Dreamers of DNA based information storage might want to look back: 30 years ago, we didn't understand the function of the "inactive" part of the DNA, and classified 90% of human DNA as "garbage" that could easily could have been left out. The overlooking of the essential function of the microbiome, as well as meta-genetucs is also a testament to be by far more humbleness.
I.e., if we accidently fuck up DNA because we still don't know/overlook/ignore something, then it's game over for the entire life on planet Earth.
Oh, we know so much regarding DNA, RNA, and stuff? How come that we don't understand more than at best the bare minimum at single molecule level of the at least few hundred side reaction in this messy soup called cell when we struggle to understand the bio-molecular mechanics of but all diseases in the context of all biochemical reaction?
If everything was so clear and well-known, how come there are still clinicar trials, that e.g. boner pills we accidently found, and there are so many unhealable diseases? That CRISPR-CAS is that new, and we are so often caught pants-down by biology?
As humans we are completely incapable of anticipating any results of messing with complex systems.
And Earth's biology is by far the most conplex systems.
The whole blind enthusiasm reminds me of the nuclear enthusiasm of the 1950ies, but on fentanyl times a billion.
And the hollow, absolutely one-eyed promises are the same as for dreamong of "usable" black hole to produce energy with maximum efficiency (46.5%, afair). Either way, it's super-criminally negligent.
Conpared to this, childtem "baking" cake from sand is more related to TSMCs operation.
Nearly 40 years ago, I studied chemistry. Back then, DNA information storage was the 2010th/20ies big think in data storage. And everybody was even imagined to carry around the personal data of a few 10 GB (tops!) is their own genonome by repurposing the "garbage" DNA. That aged well!
Don't get blindfolded by models! Models are intentionally constructed to leave out hindering stuff to prove a principle/isolated detail.

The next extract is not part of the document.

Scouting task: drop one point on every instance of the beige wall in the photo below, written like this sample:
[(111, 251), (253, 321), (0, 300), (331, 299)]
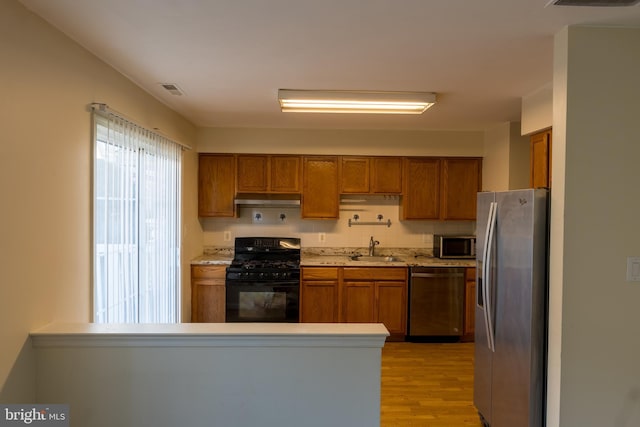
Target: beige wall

Whereas complete calculations in chemistry are a nightmare (thus we always, _always_ simplify massively, excepty for very small molecules), complete biochemical systems are a complete different universe of complexity. You shouldn't believe, that e.g. all the colourfull screw-pictures are exactly calculated. Nope. Just good, but still - in their core - happy-sloppy estimates (see above: Surprises and unsolved mysteries).

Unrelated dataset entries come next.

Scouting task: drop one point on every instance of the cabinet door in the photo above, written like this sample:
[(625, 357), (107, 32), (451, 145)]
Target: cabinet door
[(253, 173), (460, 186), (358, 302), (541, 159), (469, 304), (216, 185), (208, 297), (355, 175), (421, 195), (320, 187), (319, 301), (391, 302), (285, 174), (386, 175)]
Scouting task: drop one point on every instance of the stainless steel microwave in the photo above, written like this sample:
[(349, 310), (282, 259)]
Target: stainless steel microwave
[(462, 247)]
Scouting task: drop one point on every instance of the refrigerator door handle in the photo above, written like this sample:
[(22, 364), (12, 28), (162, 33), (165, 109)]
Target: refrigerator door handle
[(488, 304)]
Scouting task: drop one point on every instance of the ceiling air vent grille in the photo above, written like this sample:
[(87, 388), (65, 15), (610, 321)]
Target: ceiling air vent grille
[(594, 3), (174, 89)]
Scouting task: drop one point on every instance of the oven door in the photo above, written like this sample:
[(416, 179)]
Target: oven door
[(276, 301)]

Remember; Iit's just models. If there's a "screw" we don't know/forgot/rendered irrelevant, it could easily spoil everything. And biochemistry is littered with "screws" (yes, it resembles game theory's Dark Forest).
Have you actually read the book on molecular biology? I wouldn't believe you did.
1:57 MOVE ZIG MOVE ZIG
Well it can already be done comfortably. The Chinese gave the world the gift of CRISPR which is by FAAAR the biggest leap in the field, but the idea of it being even access and read at a fast rate is well and truly sci-fi. DNA is an inherently stable molecule that even in hostile environments, can remain laregely intact for a incredibly long time. My old professor was doing research in the field of engineering enhanced enzymes to accelerate the process of unzipping, reading and translating. Officially it was for medical purposes, but he was a bit of a space cadet and his dream was data storage. ....except that was back in 2006, so his claims of "5 years away" were adorably naive.